Tokyo stocks fell 0.89 percent Thursday, with exporters hurt by a stronger yen and as investors booked year-end profits.
The benchmark Nikkei 225 index at the Tokyo Stock Exchange, which lost three percent over the previous two days, fell 155.18 points to 17,257.40. The Topix index of all first-section issues gave up 0.70 percent, or 9.79 points, to 1,397.04.
The dollar was trading at 118.25 yen in Tokyo afternoon trade, rebounding from 117.63 yen earlier and up from 117.85 yen in New York late Wednesday.
However, it is well down from the seven-year high of 121.84 yen touched Monday.
Analysts said the move presaged further volatility in exchange rates, with speculators looking to take advantage of a growing spread between US Treasury and Japanese government bonds.
"It's clear that both the dollar and the Nikkei have been overbought," said Kazuyuki Terao of Allianz Global Investors.
"Investors are likely to keep taking profits for the time being, at least until upcoming events," including Sunday's lower house election in Japan, he said.
The US Federal Reserve's take on the economy next week "will be the next point of interest", he said, adding "if the US looks like it's clearly on the path to recovery, then both the dollar and the Nikkei may resume rising through the calendar year-end".
Eiji Kinouchi, chief technical strategist at Daiwa Securities, added: "Large overseas hedge funds and other hedged investors are making their year-end position adjustments, booking profits."
The Tokyo market might have entered a period of consolidation ahead of the New Year break, Nomura Securities said in a note to clients.

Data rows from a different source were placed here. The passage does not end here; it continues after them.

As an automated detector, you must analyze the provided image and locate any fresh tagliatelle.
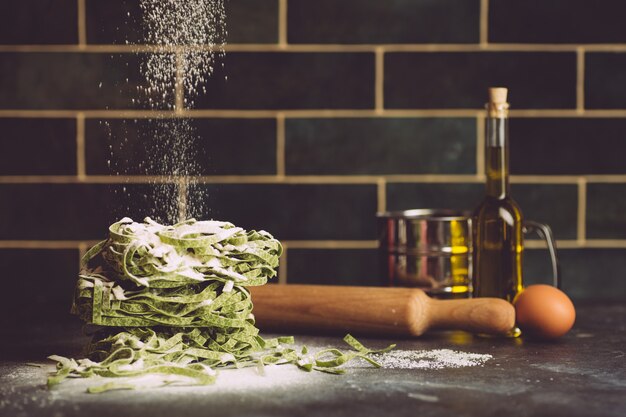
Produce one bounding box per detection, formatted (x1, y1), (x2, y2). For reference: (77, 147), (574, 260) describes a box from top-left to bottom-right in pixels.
(48, 218), (391, 392)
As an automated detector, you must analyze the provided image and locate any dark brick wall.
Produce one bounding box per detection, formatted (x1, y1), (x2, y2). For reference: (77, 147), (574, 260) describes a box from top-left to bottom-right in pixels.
(0, 0), (626, 328)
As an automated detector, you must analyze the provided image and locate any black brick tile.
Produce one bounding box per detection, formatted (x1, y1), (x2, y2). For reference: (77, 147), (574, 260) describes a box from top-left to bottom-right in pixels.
(524, 249), (626, 302)
(0, 52), (172, 110)
(585, 52), (626, 109)
(488, 0), (626, 43)
(384, 52), (576, 109)
(0, 249), (78, 329)
(0, 184), (178, 240)
(287, 0), (480, 44)
(195, 52), (374, 109)
(285, 118), (476, 175)
(0, 0), (78, 45)
(509, 118), (626, 175)
(190, 184), (376, 240)
(0, 118), (76, 175)
(86, 119), (276, 175)
(86, 0), (278, 44)
(387, 183), (578, 239)
(587, 183), (626, 239)
(511, 184), (578, 239)
(287, 249), (385, 286)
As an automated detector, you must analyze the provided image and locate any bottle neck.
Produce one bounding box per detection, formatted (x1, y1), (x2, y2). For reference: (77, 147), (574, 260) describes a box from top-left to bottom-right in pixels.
(485, 115), (510, 200)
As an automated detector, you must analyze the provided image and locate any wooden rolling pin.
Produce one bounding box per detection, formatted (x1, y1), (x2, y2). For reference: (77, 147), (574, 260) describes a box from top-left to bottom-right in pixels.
(250, 284), (515, 336)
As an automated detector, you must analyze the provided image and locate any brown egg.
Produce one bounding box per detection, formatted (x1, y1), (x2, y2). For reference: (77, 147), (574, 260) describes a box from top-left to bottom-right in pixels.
(513, 285), (576, 339)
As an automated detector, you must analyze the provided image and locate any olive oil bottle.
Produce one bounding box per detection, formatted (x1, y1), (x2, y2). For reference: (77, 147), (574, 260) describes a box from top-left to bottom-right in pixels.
(472, 88), (524, 302)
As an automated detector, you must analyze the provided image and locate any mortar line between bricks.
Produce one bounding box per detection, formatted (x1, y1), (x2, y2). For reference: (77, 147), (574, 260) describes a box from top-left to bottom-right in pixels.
(11, 109), (626, 119)
(0, 174), (626, 185)
(174, 53), (185, 116)
(576, 48), (585, 114)
(478, 0), (489, 47)
(76, 112), (87, 181)
(576, 178), (587, 243)
(276, 113), (286, 178)
(77, 0), (87, 47)
(376, 178), (387, 213)
(278, 0), (288, 49)
(374, 48), (385, 114)
(8, 43), (626, 53)
(278, 242), (289, 284)
(476, 115), (485, 177)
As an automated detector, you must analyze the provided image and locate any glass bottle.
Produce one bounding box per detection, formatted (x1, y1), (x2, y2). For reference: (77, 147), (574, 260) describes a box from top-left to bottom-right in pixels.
(472, 88), (524, 302)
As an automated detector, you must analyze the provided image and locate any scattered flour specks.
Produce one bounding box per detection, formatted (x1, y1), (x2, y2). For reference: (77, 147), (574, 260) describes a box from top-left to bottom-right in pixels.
(372, 349), (493, 369)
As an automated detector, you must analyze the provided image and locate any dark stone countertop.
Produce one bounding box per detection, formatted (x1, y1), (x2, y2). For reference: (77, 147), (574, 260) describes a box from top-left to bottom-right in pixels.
(0, 304), (626, 417)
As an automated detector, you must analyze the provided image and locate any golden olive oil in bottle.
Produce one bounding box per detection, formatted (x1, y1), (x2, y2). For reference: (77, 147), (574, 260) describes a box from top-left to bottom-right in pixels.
(472, 88), (524, 312)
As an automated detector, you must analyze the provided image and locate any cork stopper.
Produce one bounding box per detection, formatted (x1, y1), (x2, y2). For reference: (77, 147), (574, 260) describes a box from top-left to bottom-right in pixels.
(486, 87), (509, 117)
(489, 87), (509, 104)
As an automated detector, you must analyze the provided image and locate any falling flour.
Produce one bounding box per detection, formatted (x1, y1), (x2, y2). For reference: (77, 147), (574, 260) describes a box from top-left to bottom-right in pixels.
(372, 349), (493, 369)
(139, 0), (227, 107)
(109, 0), (227, 223)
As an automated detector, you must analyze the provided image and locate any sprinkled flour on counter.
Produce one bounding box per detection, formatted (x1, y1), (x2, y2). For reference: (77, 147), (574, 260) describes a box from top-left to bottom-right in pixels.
(372, 349), (493, 369)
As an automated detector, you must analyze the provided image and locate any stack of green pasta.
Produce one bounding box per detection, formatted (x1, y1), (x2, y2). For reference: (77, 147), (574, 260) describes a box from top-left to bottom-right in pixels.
(48, 218), (390, 392)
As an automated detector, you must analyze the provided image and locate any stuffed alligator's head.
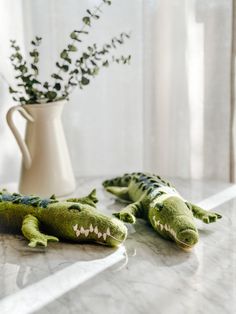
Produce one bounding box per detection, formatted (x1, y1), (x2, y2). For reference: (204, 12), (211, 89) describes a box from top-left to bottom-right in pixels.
(68, 204), (127, 246)
(149, 194), (198, 251)
(38, 190), (127, 246)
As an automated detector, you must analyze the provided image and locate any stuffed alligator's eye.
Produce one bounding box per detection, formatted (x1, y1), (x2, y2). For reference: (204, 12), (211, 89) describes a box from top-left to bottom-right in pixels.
(68, 204), (81, 212)
(155, 204), (164, 212)
(185, 202), (192, 210)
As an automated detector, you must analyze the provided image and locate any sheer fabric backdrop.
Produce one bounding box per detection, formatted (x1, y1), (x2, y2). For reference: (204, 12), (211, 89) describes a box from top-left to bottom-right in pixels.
(0, 0), (232, 182)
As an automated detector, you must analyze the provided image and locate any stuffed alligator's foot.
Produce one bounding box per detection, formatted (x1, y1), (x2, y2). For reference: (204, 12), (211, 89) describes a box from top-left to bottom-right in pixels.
(21, 214), (59, 247)
(187, 203), (222, 224)
(113, 202), (141, 224)
(113, 211), (136, 224)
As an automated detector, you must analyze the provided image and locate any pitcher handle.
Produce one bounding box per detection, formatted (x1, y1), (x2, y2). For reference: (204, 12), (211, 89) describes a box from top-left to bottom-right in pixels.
(6, 105), (34, 169)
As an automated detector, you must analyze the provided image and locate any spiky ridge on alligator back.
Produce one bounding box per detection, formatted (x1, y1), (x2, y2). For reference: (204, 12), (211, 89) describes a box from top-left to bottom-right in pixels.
(0, 190), (127, 247)
(103, 172), (221, 250)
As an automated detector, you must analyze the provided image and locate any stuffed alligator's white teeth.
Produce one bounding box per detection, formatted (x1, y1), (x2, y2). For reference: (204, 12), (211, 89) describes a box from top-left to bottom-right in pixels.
(73, 224), (78, 231)
(72, 224), (118, 241)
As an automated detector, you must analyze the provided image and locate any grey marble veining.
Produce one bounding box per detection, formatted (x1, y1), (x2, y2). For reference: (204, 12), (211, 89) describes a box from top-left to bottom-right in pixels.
(0, 178), (236, 314)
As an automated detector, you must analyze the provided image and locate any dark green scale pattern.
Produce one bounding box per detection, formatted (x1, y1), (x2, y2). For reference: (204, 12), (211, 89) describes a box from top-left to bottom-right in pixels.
(0, 191), (58, 208)
(103, 172), (173, 194)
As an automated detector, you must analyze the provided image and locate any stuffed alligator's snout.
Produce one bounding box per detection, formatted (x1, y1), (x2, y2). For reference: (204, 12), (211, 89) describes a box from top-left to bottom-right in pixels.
(176, 229), (199, 250)
(103, 172), (221, 250)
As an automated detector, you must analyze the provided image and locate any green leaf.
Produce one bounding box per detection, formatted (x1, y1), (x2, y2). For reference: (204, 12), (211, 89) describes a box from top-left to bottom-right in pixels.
(31, 64), (39, 75)
(83, 52), (89, 59)
(53, 83), (61, 90)
(102, 60), (109, 67)
(81, 76), (90, 85)
(60, 49), (68, 59)
(68, 45), (77, 51)
(31, 79), (41, 85)
(43, 82), (49, 89)
(82, 16), (91, 26)
(61, 64), (69, 72)
(51, 73), (62, 80)
(9, 86), (17, 94)
(45, 91), (57, 100)
(70, 32), (79, 40)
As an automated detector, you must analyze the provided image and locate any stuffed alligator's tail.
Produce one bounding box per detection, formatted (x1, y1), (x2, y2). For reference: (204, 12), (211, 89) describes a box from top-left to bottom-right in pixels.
(102, 173), (132, 188)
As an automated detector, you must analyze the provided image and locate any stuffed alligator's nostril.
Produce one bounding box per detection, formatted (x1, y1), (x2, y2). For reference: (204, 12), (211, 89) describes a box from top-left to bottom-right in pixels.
(177, 229), (198, 246)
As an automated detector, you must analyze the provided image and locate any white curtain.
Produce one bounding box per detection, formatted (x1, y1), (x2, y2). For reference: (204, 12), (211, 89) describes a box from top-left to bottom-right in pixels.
(0, 0), (232, 182)
(144, 0), (232, 180)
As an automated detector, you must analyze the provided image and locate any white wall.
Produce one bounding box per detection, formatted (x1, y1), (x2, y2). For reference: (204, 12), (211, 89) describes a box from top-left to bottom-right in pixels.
(0, 0), (143, 181)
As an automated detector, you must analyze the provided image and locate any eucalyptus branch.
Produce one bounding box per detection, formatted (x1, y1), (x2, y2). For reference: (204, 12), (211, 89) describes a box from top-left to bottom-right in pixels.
(58, 32), (131, 98)
(51, 0), (111, 86)
(9, 0), (131, 104)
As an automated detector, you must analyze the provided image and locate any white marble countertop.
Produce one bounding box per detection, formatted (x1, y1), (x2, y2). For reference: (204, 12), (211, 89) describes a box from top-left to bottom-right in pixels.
(0, 178), (236, 314)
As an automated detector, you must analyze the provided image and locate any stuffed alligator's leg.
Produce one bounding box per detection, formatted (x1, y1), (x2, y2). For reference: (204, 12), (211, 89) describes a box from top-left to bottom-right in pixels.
(106, 186), (130, 201)
(187, 203), (222, 224)
(21, 215), (59, 247)
(113, 202), (141, 224)
(66, 189), (98, 207)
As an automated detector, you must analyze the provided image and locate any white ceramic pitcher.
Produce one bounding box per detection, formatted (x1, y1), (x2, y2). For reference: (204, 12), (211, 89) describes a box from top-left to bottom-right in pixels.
(7, 101), (75, 197)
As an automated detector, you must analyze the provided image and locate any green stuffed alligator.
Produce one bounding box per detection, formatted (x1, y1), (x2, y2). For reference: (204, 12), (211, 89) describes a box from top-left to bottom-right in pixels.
(103, 172), (221, 250)
(0, 190), (127, 247)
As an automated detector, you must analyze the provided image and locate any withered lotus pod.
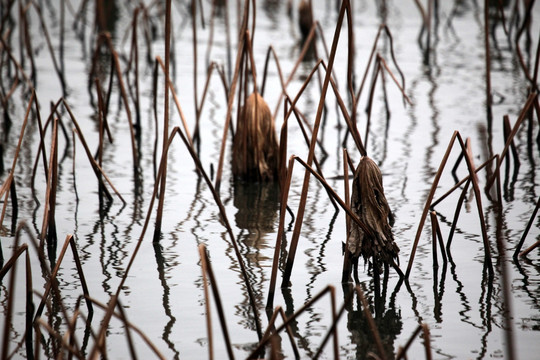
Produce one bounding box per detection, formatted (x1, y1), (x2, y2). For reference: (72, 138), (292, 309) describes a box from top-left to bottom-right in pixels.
(232, 92), (279, 181)
(345, 156), (399, 274)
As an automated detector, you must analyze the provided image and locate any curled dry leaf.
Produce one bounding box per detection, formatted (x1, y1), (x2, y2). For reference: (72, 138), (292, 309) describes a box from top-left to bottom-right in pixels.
(232, 92), (279, 181)
(346, 156), (399, 264)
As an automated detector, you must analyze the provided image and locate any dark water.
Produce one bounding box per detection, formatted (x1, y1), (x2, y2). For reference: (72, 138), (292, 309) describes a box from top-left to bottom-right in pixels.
(0, 1), (540, 359)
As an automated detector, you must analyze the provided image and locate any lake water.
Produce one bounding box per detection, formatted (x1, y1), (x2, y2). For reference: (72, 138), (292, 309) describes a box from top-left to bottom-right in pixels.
(0, 0), (540, 359)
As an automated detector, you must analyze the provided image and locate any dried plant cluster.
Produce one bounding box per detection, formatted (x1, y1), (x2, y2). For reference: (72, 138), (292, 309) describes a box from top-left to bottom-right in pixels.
(232, 93), (279, 181)
(345, 156), (399, 282)
(0, 0), (540, 360)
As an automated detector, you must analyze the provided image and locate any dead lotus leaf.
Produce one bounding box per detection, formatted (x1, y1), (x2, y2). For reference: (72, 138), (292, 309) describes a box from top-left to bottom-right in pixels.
(347, 156), (399, 264)
(232, 92), (279, 181)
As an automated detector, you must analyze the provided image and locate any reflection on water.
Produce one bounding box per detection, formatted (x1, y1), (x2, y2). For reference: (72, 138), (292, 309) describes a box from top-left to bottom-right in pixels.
(343, 284), (403, 359)
(0, 0), (540, 359)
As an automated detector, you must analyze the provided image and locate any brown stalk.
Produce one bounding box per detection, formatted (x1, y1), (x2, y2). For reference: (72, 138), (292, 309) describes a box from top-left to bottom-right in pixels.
(36, 318), (83, 359)
(261, 45), (286, 96)
(421, 323), (432, 360)
(396, 324), (423, 360)
(0, 36), (34, 91)
(62, 100), (126, 204)
(34, 235), (94, 321)
(116, 302), (138, 360)
(156, 55), (193, 146)
(0, 242), (28, 359)
(515, 0), (540, 91)
(32, 96), (57, 198)
(197, 62), (229, 130)
(353, 25), (405, 109)
(503, 115), (521, 172)
(430, 155), (497, 209)
(486, 93), (540, 190)
(282, 0), (350, 287)
(172, 128), (262, 339)
(266, 156), (294, 309)
(101, 33), (139, 175)
(126, 5), (142, 138)
(495, 207), (516, 360)
(519, 240), (540, 256)
(405, 131), (492, 278)
(354, 285), (386, 359)
(90, 127), (260, 359)
(190, 1), (198, 149)
(263, 306), (300, 359)
(40, 119), (58, 246)
(24, 248), (34, 359)
(199, 244), (234, 359)
(446, 180), (471, 256)
(377, 54), (412, 105)
(429, 211), (447, 268)
(268, 18), (317, 117)
(89, 127), (179, 359)
(32, 0), (66, 96)
(484, 0), (493, 122)
(199, 244), (214, 360)
(253, 285), (335, 359)
(215, 1), (249, 193)
(86, 298), (165, 360)
(514, 197), (540, 260)
(0, 91), (36, 227)
(313, 291), (354, 360)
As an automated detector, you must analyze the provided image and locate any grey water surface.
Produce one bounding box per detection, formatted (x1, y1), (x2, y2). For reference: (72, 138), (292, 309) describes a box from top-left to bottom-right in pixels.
(0, 0), (540, 359)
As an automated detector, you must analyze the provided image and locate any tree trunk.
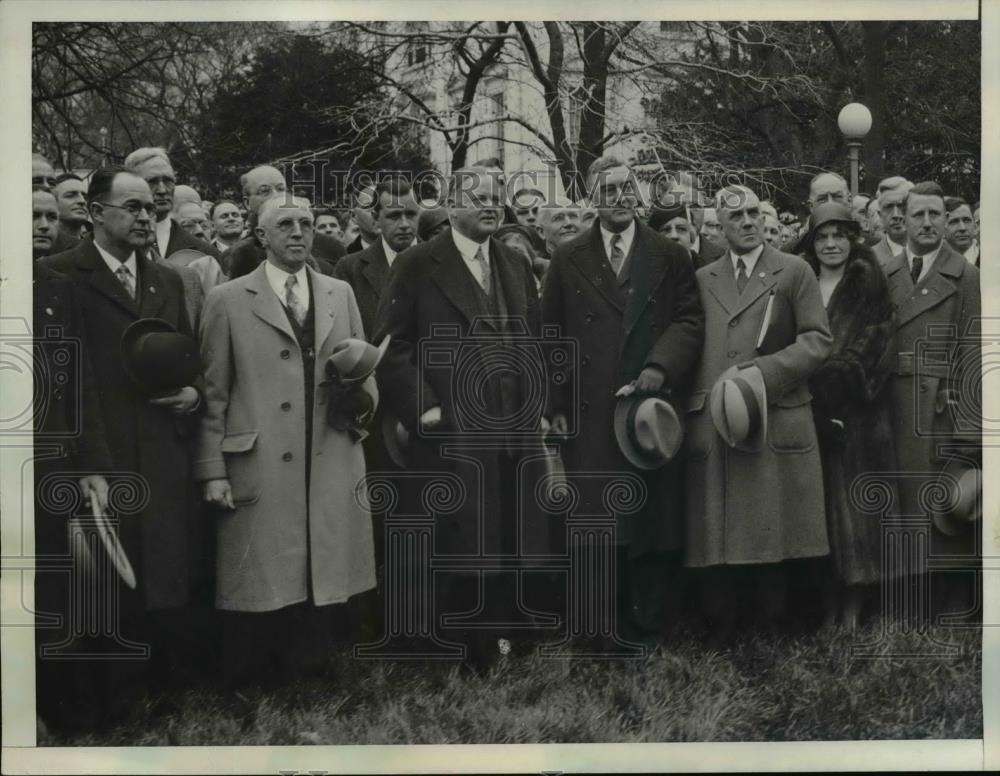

Falls were led by exporters, with Toyota falling 0.56 percent to 7,481 yen and Sony dropping 1.60 percent to 2,464 yen.
Skymark Airlines surged 12.55 percent to 305 yen after soaring 17.31 percent Wednesday on news that the struggling Japanese budget carrier is considering asking for help from domestic giant All Nippon Airways (ANA) as well as signing a tie-up with Japan Airlines.